Spanner
Spanner is a WWW Spider which has been in occasional production since
February 1996. It was designed to be a general indexer and link
checker.
Please note: Spanner isn't actively being worked on/supported
anymore, sorry.
Well, I was going to wait to make the code a bit more stream-lined,
and modular, but ... I've been saying that I would do that for the
past few months, and I don't for-see myself having the time in the
near future, so ... The 1.0 version of Spanner is released. You can
grab it from the kluge.net FTP site under /NES/.

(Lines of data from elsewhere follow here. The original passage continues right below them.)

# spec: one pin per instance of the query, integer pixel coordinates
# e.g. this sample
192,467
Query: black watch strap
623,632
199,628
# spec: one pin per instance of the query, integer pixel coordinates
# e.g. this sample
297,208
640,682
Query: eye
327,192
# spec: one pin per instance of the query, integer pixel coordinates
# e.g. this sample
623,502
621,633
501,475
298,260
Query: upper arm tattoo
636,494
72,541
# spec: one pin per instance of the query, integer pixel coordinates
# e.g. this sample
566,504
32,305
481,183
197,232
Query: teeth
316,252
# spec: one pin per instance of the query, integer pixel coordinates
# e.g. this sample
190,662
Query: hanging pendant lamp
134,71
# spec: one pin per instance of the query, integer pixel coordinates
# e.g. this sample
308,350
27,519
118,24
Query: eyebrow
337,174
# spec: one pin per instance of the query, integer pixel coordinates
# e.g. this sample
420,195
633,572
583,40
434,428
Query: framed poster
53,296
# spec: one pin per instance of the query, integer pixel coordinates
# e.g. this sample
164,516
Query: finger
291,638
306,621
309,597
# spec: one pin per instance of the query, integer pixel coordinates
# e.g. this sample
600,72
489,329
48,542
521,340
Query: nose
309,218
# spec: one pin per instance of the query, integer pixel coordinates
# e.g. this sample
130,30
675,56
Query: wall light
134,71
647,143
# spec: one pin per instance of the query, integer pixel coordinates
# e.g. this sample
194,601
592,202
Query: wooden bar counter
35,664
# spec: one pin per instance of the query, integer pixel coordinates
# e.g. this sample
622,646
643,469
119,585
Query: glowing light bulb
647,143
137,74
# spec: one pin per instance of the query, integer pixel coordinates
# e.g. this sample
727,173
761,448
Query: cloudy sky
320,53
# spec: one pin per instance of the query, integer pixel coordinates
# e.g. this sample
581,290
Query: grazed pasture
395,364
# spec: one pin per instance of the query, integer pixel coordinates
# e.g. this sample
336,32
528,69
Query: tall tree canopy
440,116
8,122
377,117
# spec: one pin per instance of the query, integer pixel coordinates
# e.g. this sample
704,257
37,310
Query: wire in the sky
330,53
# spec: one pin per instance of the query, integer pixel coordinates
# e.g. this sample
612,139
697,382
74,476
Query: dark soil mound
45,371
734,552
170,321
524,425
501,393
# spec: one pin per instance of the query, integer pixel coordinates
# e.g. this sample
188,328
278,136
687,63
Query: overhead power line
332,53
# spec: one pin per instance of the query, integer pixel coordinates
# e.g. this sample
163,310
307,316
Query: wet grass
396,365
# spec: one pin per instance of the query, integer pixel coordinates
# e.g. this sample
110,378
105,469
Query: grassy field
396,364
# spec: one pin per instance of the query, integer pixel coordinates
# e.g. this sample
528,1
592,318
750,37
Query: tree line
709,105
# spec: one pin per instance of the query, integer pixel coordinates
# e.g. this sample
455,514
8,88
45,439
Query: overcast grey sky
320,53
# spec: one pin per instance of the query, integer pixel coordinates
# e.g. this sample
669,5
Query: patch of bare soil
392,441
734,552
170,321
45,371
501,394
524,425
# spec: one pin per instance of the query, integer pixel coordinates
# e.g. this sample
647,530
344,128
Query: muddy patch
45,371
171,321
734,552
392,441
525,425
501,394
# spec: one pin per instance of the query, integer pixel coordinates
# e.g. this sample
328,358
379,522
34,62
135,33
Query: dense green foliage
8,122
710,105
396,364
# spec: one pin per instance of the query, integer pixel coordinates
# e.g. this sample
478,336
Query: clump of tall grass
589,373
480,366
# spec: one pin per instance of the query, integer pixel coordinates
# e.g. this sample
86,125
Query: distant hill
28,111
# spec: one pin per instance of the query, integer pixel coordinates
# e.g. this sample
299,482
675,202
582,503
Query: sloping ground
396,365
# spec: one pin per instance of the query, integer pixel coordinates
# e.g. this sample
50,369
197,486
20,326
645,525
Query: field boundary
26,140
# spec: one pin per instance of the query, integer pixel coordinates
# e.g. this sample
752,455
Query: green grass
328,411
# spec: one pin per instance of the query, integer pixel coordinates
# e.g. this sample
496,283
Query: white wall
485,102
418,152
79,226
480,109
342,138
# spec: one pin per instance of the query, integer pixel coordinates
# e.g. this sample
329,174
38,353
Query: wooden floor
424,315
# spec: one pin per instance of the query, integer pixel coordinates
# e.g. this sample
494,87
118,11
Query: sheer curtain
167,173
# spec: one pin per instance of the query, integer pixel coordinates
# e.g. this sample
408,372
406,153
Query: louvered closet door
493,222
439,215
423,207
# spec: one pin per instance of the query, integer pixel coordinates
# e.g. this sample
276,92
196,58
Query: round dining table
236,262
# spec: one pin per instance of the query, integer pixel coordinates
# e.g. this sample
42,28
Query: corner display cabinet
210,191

Current Features of Spanner
- Timeouts for DNS Lookups
- Timeouts for HTTP Connections
- Pause between hits to WWW server
- Support for Robots
Exclusion, including the Robots META tag
- User defined limits on URL retrieval and addition
- Can limit retriveal/addition based on IP
- Use of mime.types file to limit non-text based requests
- Returned data can be user parsed before actual parse function is
used.
- Unreachable hosts detected, no further requests are made to that
host
- Request and link logging.
- Smart URL filtering: 'URL#name' will simply mean that URL will be
indexed (if it hasn't been already). Relative paths (including '.' and
'..') are handled.
- META tags (such as keywords and description) are recognized.